Tom Stall (Mortensen) has the perfect little small town life going for him. He runs a small diner in the middle of town, where everyone knows his name. His ideal family – a beautiful wife (Bello), a young daughter, and a teenage son (Holmes) – encompasses everything that most people want in life. Everything in Tom’s life is going great, until the day two gunmen enter his diner right before closing time.
Right before our eyes, as they threaten to kill one of his employees, Tom transforms into an unflinching survivalist. He practically kills these gunmen before they know what’s happening. That’s when everything in Tom’s life begins to change.

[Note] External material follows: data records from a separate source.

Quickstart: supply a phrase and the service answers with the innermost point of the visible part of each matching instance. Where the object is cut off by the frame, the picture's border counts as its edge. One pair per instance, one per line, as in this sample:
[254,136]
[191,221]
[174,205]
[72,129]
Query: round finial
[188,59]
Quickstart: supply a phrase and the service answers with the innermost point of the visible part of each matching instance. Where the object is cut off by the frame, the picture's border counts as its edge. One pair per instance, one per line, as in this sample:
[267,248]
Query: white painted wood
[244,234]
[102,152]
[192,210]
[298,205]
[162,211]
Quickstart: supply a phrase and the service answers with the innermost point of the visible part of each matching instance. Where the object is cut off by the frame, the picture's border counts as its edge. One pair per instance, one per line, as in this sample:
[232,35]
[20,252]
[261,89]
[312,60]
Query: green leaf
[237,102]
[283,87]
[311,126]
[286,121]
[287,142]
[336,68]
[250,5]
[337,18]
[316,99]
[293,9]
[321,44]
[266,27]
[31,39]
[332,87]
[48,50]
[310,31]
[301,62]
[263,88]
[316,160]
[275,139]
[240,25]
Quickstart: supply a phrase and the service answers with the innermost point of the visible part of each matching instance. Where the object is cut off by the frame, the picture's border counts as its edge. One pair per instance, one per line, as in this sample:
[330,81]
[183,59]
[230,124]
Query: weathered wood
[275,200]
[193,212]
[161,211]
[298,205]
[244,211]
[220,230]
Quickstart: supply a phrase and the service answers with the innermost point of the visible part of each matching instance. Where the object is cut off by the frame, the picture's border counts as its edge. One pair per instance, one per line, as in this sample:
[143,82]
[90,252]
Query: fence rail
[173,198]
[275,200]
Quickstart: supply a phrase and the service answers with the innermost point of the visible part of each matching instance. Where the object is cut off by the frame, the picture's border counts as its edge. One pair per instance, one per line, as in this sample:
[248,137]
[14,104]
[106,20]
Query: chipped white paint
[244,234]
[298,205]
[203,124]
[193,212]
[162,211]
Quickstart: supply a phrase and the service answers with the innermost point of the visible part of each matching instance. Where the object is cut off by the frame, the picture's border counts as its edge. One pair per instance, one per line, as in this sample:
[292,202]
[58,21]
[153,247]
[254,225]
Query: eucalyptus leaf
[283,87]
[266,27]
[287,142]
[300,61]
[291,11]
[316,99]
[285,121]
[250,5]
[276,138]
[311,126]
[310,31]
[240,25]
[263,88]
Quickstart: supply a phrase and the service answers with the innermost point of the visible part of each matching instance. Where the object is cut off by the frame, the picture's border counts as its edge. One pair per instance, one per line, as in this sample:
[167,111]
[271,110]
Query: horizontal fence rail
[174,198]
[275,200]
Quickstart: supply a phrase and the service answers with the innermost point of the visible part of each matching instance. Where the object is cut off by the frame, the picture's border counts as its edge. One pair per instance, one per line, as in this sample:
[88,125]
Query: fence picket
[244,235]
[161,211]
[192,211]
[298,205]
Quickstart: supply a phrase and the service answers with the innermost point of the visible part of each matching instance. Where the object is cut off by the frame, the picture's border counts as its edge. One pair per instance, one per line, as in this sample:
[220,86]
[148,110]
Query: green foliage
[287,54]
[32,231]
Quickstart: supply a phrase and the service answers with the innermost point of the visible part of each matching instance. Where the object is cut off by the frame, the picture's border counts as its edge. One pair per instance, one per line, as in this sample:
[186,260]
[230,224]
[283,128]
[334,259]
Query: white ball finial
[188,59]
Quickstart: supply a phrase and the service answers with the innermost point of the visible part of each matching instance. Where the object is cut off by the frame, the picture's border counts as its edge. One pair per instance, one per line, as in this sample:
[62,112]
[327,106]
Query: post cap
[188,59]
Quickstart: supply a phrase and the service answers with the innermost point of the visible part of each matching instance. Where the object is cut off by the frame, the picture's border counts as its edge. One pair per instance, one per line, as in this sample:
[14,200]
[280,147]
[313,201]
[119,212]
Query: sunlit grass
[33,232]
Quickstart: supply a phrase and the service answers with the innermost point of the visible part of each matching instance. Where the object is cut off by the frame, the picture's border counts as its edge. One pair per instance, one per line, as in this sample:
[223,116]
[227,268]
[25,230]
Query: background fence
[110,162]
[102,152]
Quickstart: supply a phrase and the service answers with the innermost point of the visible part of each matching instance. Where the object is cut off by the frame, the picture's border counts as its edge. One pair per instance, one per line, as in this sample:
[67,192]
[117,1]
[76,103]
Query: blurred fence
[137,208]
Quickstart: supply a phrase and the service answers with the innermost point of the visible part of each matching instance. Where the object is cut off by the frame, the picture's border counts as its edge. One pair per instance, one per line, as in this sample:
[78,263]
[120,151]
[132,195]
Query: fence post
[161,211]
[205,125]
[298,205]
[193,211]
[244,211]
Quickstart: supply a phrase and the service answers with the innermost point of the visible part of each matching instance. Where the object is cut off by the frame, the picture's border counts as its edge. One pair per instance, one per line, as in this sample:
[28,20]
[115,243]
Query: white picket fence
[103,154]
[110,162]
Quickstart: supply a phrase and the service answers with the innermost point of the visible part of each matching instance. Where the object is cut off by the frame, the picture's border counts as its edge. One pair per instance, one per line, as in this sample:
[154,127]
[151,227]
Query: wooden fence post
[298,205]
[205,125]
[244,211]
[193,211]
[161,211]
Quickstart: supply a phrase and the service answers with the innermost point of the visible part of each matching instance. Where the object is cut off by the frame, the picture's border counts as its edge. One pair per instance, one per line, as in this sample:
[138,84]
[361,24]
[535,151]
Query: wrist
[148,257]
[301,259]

The media flashes his picture and his story all over the news and soon, people from everywhere are coming to Tom’s little podunk diner to get a glimpse at a real life superhero. No one really even questions where Tom got the skill to take out two professional killers, except a gangster-looking heavy with a scarred up eye.
Tom’s family then starts to wonder just who Tom really is. Has he been telling them the truth from the start? Did they fall in love with a natural born killer?
To say anything more would do the readers a great disservice. Does Tom Stall have a history of violence, or doesn’t he? That’s the question that runs throughout the rest of the film. Viggo Mortensen’s skill here couldn’t be any more perfect. Nothing in his performance gives anything away to the audience; you’re just as mystified about his past as the other characters in the film are. It’s a very quiet and somber performance that intensifies every scene he is in. William Hurt is almost an invisible man here – he immerses himself into his brief role and exhibits a side he has never shown us before. Let’s hope the Academy members notice these two.
It’s easy to see why Cronenberg was interested in an otherwise simple story. “A History of Violence” is more about human relations than it is about plot and that’s what makes it work so well. He derives an almost too realistic performance from all the actors involved, as if he put them through this horrible tragedy for real. Each nuanced performance is perfectly complimented by Peter Suschitzky’s subtle camera work, never moving too often or taking focus away from the action.
Could you compare this to any other Cronenberg movie? Absolutely not. Sure, there are elements in this film that are 100% Cronenberg (the beautiful violence we so rarely see these days, subtle weird humor), but this is definitely not your typical Cronenberg. No matter if you either love his cinematic oddities, or if you’re put off by them, watching “A History of Violence” would prove beneficial. It’s no doubt one of the best films of the year.